C'è un modello di previsione probabilistica delle piogge elaborato dal Camilab dell'Unical alcuni anni fa, in grado di prevedere quanta pioggia cadrà nell'immediato futuro, efficace nell’elaborazione dei sistemi di preavviso come le piene dei fiumi. C'è la violenza del Crati, descritta dagli storici antichi, anzi proprio l'etimologia del nome racchiude il concetto di 'furia naturale, impeto incontenibile'. C'è che gli scavi si trovano appena sotto il livello del mare e solo l'azione costante di pompe idrovore ha finora assicurato al sito di non essere sommerso dalle acque. Nessuna sorpresa, dunque, se il fango ha invaso un tesoro di incalcolabile valore, in Italia secondo solo a Pompei, sebbene dei 160 ettari di interesse archeologico ne siano stati portati alla luce solo una minima parte di essi.
Sorprende invece il silenzio di alcuni organi istituzionali, distratti da competizioni elettorali e relative beghe politiche. In altri tempi, in campagna elettorale, i vari schieramenti avrebbero fatto a gara per promettere interventi, fondi, visite e quant'altro per un qualunque territorio colpito da una qualsivoglia calamità naturale. Sarebbe diventato il cavallo di battaglia con cui tentare di vincere le elezioni. Fino a cinque giorni dopo l'esondazione, invece, ha prevalso il silenzio della politica e della Soprintendenza archeologica di Reggio, come se fossero mondi distanti. Eppure Sibari è in Calabria, la stessa regione che, contemporaneamente alla presentazione delle liste per le elezioni, la rielezione del sindaco del capoluogo, assisteva inerme al danno arrecato da Giove Pluvio all'antica colonia greca.
Ma Sibari nel fango c'era già se per fango si intende l'oblio che da anni la circonda.

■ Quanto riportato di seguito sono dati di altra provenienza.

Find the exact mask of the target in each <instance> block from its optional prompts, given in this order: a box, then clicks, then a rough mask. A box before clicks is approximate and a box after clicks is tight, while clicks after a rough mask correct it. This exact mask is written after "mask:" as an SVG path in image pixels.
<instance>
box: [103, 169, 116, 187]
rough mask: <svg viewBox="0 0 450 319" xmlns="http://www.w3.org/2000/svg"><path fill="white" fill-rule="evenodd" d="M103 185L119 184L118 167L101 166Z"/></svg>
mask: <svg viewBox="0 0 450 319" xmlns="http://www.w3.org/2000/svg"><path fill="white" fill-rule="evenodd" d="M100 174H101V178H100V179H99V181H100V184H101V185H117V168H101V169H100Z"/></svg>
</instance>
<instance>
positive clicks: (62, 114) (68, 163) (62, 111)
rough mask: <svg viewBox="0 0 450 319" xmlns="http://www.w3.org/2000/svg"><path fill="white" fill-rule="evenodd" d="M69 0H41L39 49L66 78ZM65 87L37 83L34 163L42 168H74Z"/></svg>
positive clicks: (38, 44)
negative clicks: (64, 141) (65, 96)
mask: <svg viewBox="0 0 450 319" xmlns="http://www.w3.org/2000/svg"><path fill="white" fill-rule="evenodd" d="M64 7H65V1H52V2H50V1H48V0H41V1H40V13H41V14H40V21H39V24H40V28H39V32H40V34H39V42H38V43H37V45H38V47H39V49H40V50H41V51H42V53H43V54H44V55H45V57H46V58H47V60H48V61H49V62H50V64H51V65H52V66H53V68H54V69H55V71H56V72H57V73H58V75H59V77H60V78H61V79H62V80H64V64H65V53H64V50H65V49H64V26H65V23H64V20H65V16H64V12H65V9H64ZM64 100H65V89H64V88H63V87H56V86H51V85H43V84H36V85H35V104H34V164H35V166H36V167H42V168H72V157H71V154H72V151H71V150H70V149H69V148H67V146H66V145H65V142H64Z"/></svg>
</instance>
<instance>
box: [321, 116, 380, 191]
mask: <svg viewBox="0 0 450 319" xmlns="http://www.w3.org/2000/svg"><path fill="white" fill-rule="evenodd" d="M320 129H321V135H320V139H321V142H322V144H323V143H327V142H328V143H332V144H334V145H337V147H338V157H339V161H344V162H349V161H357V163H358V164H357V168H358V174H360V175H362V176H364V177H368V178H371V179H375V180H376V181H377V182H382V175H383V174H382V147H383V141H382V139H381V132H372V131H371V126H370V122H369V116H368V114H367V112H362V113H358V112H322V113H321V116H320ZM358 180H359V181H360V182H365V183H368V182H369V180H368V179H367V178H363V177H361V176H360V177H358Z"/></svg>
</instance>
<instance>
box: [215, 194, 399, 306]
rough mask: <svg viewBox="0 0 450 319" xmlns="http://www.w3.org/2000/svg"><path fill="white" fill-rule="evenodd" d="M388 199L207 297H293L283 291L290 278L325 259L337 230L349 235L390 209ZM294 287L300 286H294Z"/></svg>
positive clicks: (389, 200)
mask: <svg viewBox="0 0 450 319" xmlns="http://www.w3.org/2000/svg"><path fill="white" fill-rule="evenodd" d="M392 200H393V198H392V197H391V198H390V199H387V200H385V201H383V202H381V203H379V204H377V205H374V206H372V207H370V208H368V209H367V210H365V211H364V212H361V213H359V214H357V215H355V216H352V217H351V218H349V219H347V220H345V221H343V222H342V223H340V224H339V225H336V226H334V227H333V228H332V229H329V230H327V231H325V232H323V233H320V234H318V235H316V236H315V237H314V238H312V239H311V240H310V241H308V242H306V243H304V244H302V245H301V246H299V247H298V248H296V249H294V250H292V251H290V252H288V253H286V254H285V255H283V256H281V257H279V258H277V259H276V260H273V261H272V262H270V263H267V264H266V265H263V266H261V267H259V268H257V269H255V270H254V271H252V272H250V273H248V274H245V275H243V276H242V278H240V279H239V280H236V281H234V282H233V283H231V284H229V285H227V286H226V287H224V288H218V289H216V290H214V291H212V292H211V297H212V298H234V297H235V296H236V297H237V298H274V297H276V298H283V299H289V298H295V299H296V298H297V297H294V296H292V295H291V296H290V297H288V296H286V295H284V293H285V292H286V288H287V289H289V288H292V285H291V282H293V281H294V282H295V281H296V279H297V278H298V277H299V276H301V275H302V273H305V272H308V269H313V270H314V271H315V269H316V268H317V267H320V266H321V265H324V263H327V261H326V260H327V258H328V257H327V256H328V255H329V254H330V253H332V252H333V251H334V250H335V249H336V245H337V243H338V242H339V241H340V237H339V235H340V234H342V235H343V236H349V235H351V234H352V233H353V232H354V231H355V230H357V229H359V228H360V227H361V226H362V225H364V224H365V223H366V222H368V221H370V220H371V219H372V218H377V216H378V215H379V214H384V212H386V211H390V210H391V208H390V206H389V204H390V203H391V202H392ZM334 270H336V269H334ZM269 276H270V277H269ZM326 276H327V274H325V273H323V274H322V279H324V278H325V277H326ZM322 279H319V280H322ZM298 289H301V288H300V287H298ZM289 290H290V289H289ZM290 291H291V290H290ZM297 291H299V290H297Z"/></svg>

L'estate scorsa, un gruppo di turisti intenzionato a visitare il Museo e gli scavi, giunto con il treno a Sibari si è trovato dinanzi alla paradossale realtà della mancanza di collegamenti con l'area archeologica che dista circa cinque chilometri dalla stazione. Nessun mezzo, solo autostop per ammirare reperti invidiabili e scoprire anche che non ci sono guide che accompagnano i visitatori per gli scavi, né un catalogo del Museo. Pochissimi i fondi destinati alla cultura, purtroppo, ma nello stesso periodo (luglio 2012) veniva attuato e pubblicizzato a tamburo battente uno dei più dispendiosi progetti regionali (7 milioni di euro) denominato Calabria Jones, per formare nuovi piccoli archeologi. E Sibari ora è sommersa dal fango e sentir parlare di nuovi angeli, come la Coldiretti ha definito i suoi uomini che si sono messi a disposizione per salvare il sito, è un segno di speranza. Ma più che di speranza c'è bisogno di un miracolo, rompendo i silenzi e unendo le forze. Le pompe idrovore hanno aspirato l'acqua, ma il fango resterà depositato sugli scavi e per eliminarli non si potranno usare mezzi meccanici. Il lavoro di pulitura dovrà essere effettuato a mano, se si interviene subito sarà più facile perchè il fango è fresco, ma se si solidificherà, solo uno scavo archeologico in piena regola potrà di nuovo riportare alla luce le vestigia del passato. Scrisse Norman Douglas: "Chi, se potesse, non vorrebbe vivere tanto da vedere che cosa viene alla luce di Sibari?”.